Mientras Obama acometía grandes programas nacionales y mundiales, la primera dama se las ingeniaba para desarrollar ideas de menor entidad, pero benéficas y trascendentes en los campos de la salud infantil, la educación, la actividad física y la alimentación saludable. Concientizó a la opinión pública sobre los peligros que entraña la obesidad infantil, tan marcada en el país. Y dejó su huella personal en el huerto orgánico de la Casa Blanca.

Este es su mensaje final: “Hay cosas que nos hacen poderosos: darnos a conocer, hacernos oír, ser dueños de nuestro relato personal y único, expresarnos con nuestra auténtica voz. Y hay algo que nos confiere dignidad: estar dispuestos a conocer y escuchar a los demás. Para mí, así es como forjamos nuestra historia”.

El Espectador, Bogotá, 2-II-2019.
Eje 21, Manizales, 2-II-2019.
La Crónica del Quindío, Armenia, 3-II-2019.

Comentarios 

Michelle Obama y toda su familia son personas que no se dejan influenciar por la fama y el poder. De sencillez admirable, que los hace ser muy especiales en cualquier parte, sobre todo en Estados Unidos, país donde todo gira alrededor de lo material y el consumo. Este escrito induce  a leer su historia y conocer al detalle cómo surgió en medio de la pobreza y cómo llegó a ser la primera dama del país más poderoso del mundo. Liliana Páez Silva, Bogotá.

Estoy precisamente comenzando a leerla (15 páginas llevo) y estoy sorprendido del estilo, la sencillez y la sinceridad como se expresa en algunas partes. Hay Michelle para rato. Jaime Lopera Gutiérrez, Armenia.

Todo un testimonio y ejemplo de vida para muchas generaciones. Jaime Vásquez Restrepo, Medellín.

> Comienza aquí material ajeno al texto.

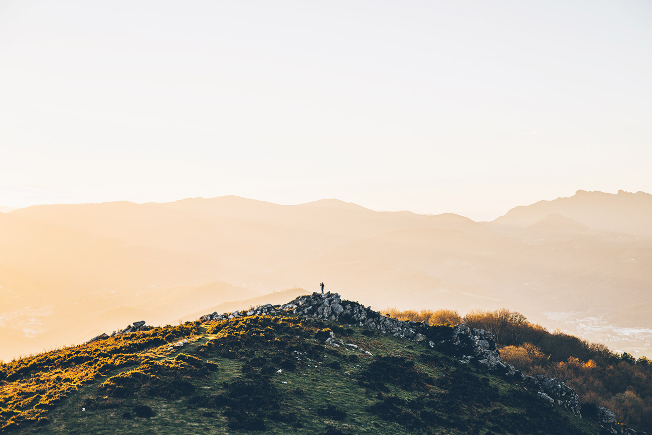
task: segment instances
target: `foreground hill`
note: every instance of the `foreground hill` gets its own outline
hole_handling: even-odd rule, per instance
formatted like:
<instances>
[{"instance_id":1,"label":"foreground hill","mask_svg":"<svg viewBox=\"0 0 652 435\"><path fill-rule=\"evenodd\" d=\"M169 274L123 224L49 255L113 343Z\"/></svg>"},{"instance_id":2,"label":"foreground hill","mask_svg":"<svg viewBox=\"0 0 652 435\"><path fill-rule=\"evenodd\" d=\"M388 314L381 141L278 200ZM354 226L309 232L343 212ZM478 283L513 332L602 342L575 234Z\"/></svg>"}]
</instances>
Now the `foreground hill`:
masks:
<instances>
[{"instance_id":1,"label":"foreground hill","mask_svg":"<svg viewBox=\"0 0 652 435\"><path fill-rule=\"evenodd\" d=\"M572 389L503 363L493 336L337 294L203 316L0 366L8 433L625 433ZM635 431L627 433L634 434Z\"/></svg>"}]
</instances>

Se trata de una pareja bonita, por decirlo de alguna manera, que se hizo querer a nivel mundial y que da a conocer sus historias con la sencillez, calidad y cualidad de personajes ni más ni menos que presidente y primera dama  de los Estados Unidos. Su carisma, inteligencia y origen son sellos de garantía. Inés Blanco, Bogotá.